For inference, I'm trying to do MAP:
function inference(n_iterations)
observations = choicemap()
observations[:X] = X
selection = DynamicSelection()
push!(selection, :Z)
push!(selection, :W)
new_trace, = generate(factor_model, (N,), observations)
for rep in 1:n_iterations
new_trace = Gen.map_optimize(new_trace, selection, max_step_size=1., min_step_size=1e-10)
end
new_trace
end
where I get the following error:
Breaking for error:
ERROR: MethodError: no method matching zero(::Type{FunctionalCollections.PersistentVector{Float64}})
Closest candidates are:
zero(::Type{Pkg.Resolve.VersionWeight}) at /buildworker/worker/package_linux64/build/usr/share/julia/stdlib/v1.5/Pkg/src/Resolve/versionweights.jl:15
zero(::Type{Pkg.Resolve.FieldValue}) at /buildworker/worker/package_linux64/build/usr/share/julia/stdlib/v1.5/Pkg/src/Resolve/fieldvalues.jl:38
zero(::Type{Dates.Date}) at /buildworker/worker/package_linux64/build/usr/share/julia/stdlib/v1.5/Dates/src/types.jl:405
...
Stacktrace:
[1] zero(::FunctionalCollections.PersistentVector{FunctionalCollections.PersistentVector{Float64}}) at abstractarray.jl:975
[2] choice_gradients(::Main.Factor.var"##StaticIRTrace_factor_model#315", ::StaticSelection{(:Z, :W),Tuple{AllSelection,AllSelection}}, ::Nothing) at /home/folzd/.julia/packages/Gen/LBj96/src/static_ir/backprop.jl:502
[3] choice_gradients(::Main.Factor.var"##StaticIRTrace_factor_model#315", ::DynamicSelection, ::Nothing) at /home/folzd/.julia/packages/Gen/LBj96/src/static_ir/backprop.jl:396
[4] map_optimize(::Main.Factor.var"##StaticIRTrace_factor_model#315", ::DynamicSelection; max_step_size::Float64, tau::Float64, min_step_size::Float64, verbose::Bool) at /home/folzd/.julia/packages/Gen/LBj96/src/inference/map_optimize.jl:15
[5] (::Gen.var"#map_optimize##kw")(::NamedTuple{(:max_step_size, :min_step_size),Tuple{Float64,Float64}}, ::typeof(map_optimize), ::Main.Factor.var"##StaticIRTrace_factor_model#315", ::DynamicSelection) at /home/folzd/.julia/packages/Gen/LBj96/src/inference/map_optimize.jl:11
[6] inference(::Int64) at /home/folzd/Julia projects/factor.jl:104
In zero(x) at abstractarray.jl:975
>975 zero(x::AbstractArray{T}) where {T} = fill!(similar(x), zero(T))

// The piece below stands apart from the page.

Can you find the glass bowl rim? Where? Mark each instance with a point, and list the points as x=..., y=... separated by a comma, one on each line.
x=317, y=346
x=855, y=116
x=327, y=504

About to run: (zero)(FunctionalCollections.PersistentVector{Float64})
which also seems to be a hint that I'm supposed to convert the PersistentVector to something else somewhere. Full code here: https://pastebin.com/CSQJzk7J Might be related to #423
@deoxyribose Yes, you've hit something which we're currently investigating. Thanks for the issue and sorry you've hit this!
zero (in general) is not defined or exported for Vector{Vector{T}} (and this is also true for PersistentVector).
In general, if possible -- it's good if code can be coerced into Matrix{Float64} or Array{2, Float64}. Here, with usage of the combinators (at least for now), this is not possible.
As we investigate, will keep you up to date.